Besides novelty, the majority of AI I have used has just added extra steps to my work process instead of making it easier. Can we just stop already? It's not a tool for literally everything and I'm tired of companies thinking it is.
Depends on your work, what you're trying to do, and how you use it.
As a developer I run my own local version of Dolphin Mixtral 8x7B (LLM) and it's great at speeding up my productivity. I'm not asking for it to do everything all at once but usually just small snippets here and there to see if there's a better or more efficient way.
I, for one, am looking forward to hardware improvements that can help us run larger models, so news like this is very welcome.
But you are correct, a large number of companies misunderstand how to use this technology when they should really be treating it like someone at an intern level.
It's great to give small and simple (especially repetitive) tasks, but you'll still need to verify everything.
This always happens when something new and novel has “potential”. VC money has been funding loss-leaders for two decades and they wanna cash in on the next gold rush. Just like blockchain, expect to see this beaten to death and shoehorned into places it really has no real use. They’ll be a few really solid things that are found for it to do though, and it will excel in those places. Then we’ll all laugh about “remember when they thought LLMs were the next big thing? What a bubble that turned out to be, like pets.com all over again”
I mean that depends? Does it actually work? Does it record all my data constantly and send it to Apple in a continuous stream, or is it fully local? will it actually provide some useful service like better search, will it be able to bootstrap projects for me? Learn my workflow patterns and assist by preparing stuff preemptively, or make intelligent suggestions on how to improve efficiency? Can it attempt to organize my awful, trash filing system of pictures, movies, half-started projects into something less painful to look at? Can it help my computer get out of my way when I don’t feel like being all computery (which I love but sometimes it shouldn’t be the focus)? Can it do these things well and without leaking them to some cloud?

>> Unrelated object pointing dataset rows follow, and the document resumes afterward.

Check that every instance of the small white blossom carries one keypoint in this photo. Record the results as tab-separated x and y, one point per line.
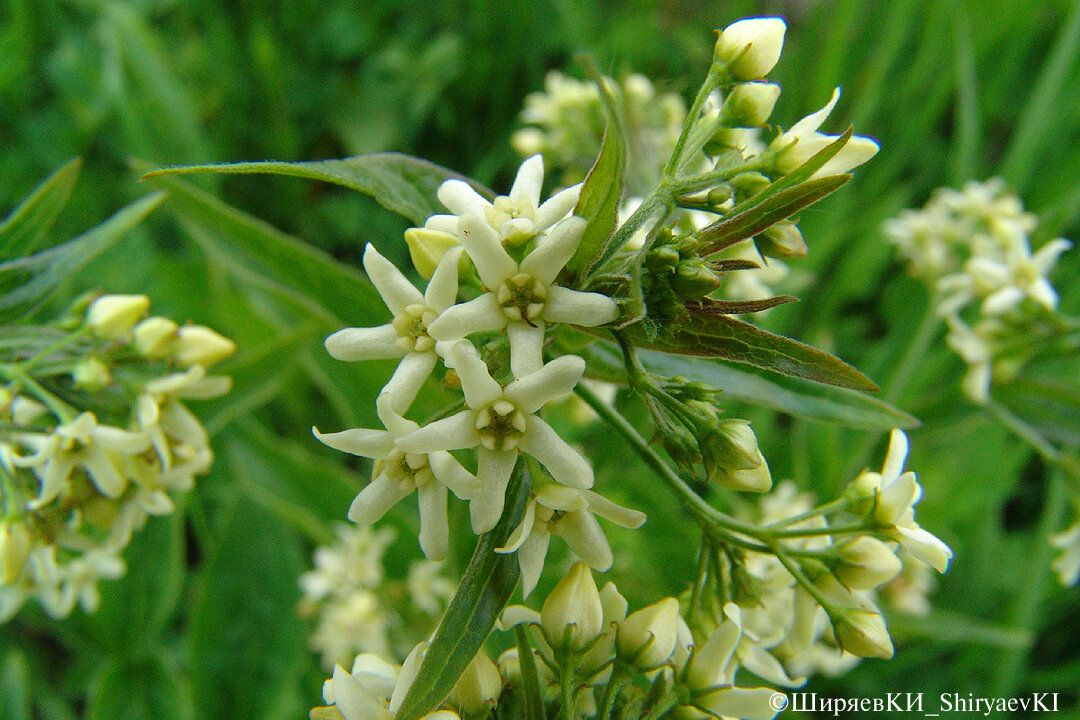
406	335
802	141
522	296
501	422
400	471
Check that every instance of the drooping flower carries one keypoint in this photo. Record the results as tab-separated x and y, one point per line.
406	335
501	422
399	472
522	296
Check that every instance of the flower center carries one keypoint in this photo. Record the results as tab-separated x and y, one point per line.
408	470
516	223
522	298
500	425
412	328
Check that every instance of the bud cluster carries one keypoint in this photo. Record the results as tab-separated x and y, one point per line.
94	438
358	609
973	247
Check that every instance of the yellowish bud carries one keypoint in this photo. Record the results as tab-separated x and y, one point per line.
111	316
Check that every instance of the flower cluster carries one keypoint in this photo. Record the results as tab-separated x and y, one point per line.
517	246
993	290
358	609
95	437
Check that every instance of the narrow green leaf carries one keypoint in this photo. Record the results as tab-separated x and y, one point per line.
23	231
796	396
138	690
721	336
15	687
25	283
254	249
488	582
774	208
400	182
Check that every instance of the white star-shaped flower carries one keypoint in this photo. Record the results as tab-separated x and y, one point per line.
399	472
802	141
896	493
406	335
522	296
501	422
557	510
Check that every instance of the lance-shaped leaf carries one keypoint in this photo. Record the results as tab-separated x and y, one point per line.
785	394
723	336
25	283
488	582
23	231
400	182
766	214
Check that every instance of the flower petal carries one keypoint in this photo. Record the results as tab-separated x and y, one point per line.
495	469
529	180
526	348
358	343
461	199
454	433
577	308
375	444
555	379
373	502
407	379
450	473
554	250
476	382
562	461
443	287
434	532
485	249
481	314
556	206
392	285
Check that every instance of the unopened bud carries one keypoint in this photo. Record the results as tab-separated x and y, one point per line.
15	544
201	345
751	104
647	637
478	687
427	247
110	316
751	48
574	603
91	374
157	337
862	633
782	241
865	564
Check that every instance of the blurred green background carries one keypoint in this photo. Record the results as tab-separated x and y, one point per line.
952	90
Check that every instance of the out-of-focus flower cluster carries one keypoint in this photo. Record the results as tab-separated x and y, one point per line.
972	246
95	437
356	609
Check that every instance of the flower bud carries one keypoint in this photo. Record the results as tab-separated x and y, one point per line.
647	638
427	247
862	633
91	374
865	564
478	687
15	544
201	345
574	603
782	241
157	337
110	316
750	104
751	48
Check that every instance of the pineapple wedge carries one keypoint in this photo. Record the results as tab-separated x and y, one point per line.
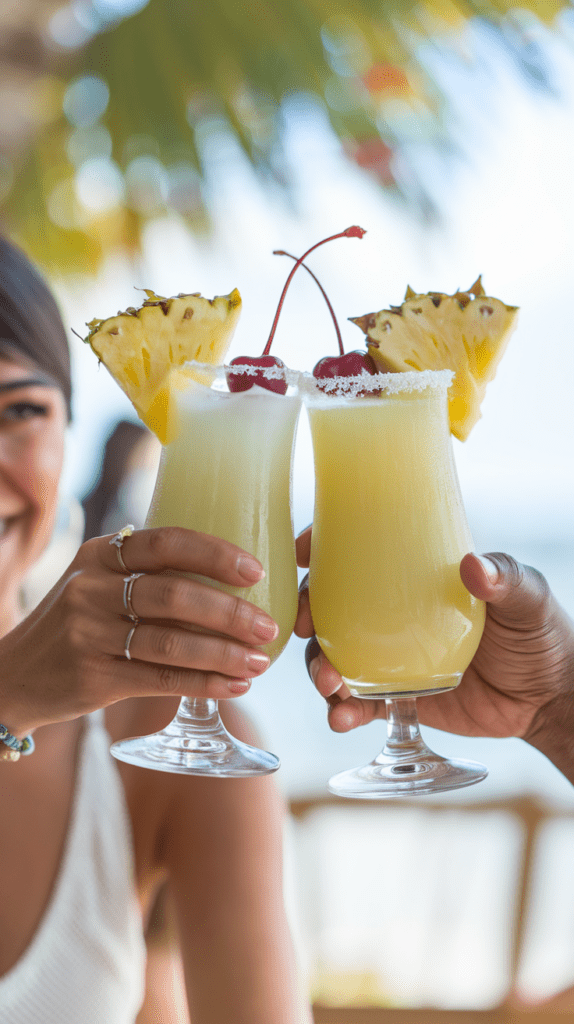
144	348
467	332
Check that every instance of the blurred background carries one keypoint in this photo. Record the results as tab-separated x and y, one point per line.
173	144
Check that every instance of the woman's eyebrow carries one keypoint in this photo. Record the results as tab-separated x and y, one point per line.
26	382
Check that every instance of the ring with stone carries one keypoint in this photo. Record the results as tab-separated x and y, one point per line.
118	541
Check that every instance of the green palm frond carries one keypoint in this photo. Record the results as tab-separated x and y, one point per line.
180	71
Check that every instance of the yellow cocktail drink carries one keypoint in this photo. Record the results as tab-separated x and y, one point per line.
228	474
389	531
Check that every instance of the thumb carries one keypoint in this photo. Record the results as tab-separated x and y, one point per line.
517	593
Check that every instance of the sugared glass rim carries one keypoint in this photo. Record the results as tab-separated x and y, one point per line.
326	388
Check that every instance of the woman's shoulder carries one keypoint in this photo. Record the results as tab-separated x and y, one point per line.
148	795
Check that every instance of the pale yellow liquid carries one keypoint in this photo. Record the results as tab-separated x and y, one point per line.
228	474
389	531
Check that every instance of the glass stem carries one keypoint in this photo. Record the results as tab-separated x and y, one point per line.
403	734
203	713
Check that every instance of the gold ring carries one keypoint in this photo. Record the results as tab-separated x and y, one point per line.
118	541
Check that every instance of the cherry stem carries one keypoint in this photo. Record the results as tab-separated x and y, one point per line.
349	232
281	252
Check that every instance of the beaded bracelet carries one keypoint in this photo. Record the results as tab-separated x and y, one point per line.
14	747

Because that’s what we’ve been trying to make computers do since the PC first came along and I’d fuckin pay for that.
EDIT: to more directly answer your question, no one wants SaaS AIs by the FANG because they’re labor-replacement machines aimed at the ultimate grift; extracting capital out of the capitalists at the expense of the everyday workers. But that doesn’t mean that every AI is a speculative language model trained on the stolen data of all humanity to be used as a tool for class warfare; if they can create a neural net that can focus on other things besides language (or hell? Even language) that runs locally- if they can eat Microsoft’s lunch and create an actual co-pilot; they’d charge a premium as they always do but if it works well enough, it might be worth it.
They want tools that do things and toys that are fun. So maybe. It depends on what Apple will use it for. I enjoy being able to search my photos even though I never tagged them. That’s a useful kind of AI. I like how I can automatically select the subject of a photo so I can place it on other backgrounds also.
Do the majority of users really want AI in their computers?
What this could mean is the ability to replace (or upgrade) something like Siri into a model that runs locally on your machine. This means that it wouldn't need to route your questions/requests through someone else's computer (the cloud). You wouldn't even need to connect the computer to the internet and you would still be able to work with that model.
Besides, there are many companies that don't want you to pass on their internal documents to companies like OpenAI (ChatGPT). With locally run models, there aren't any problems with this as that data will not be uploaded anywhere.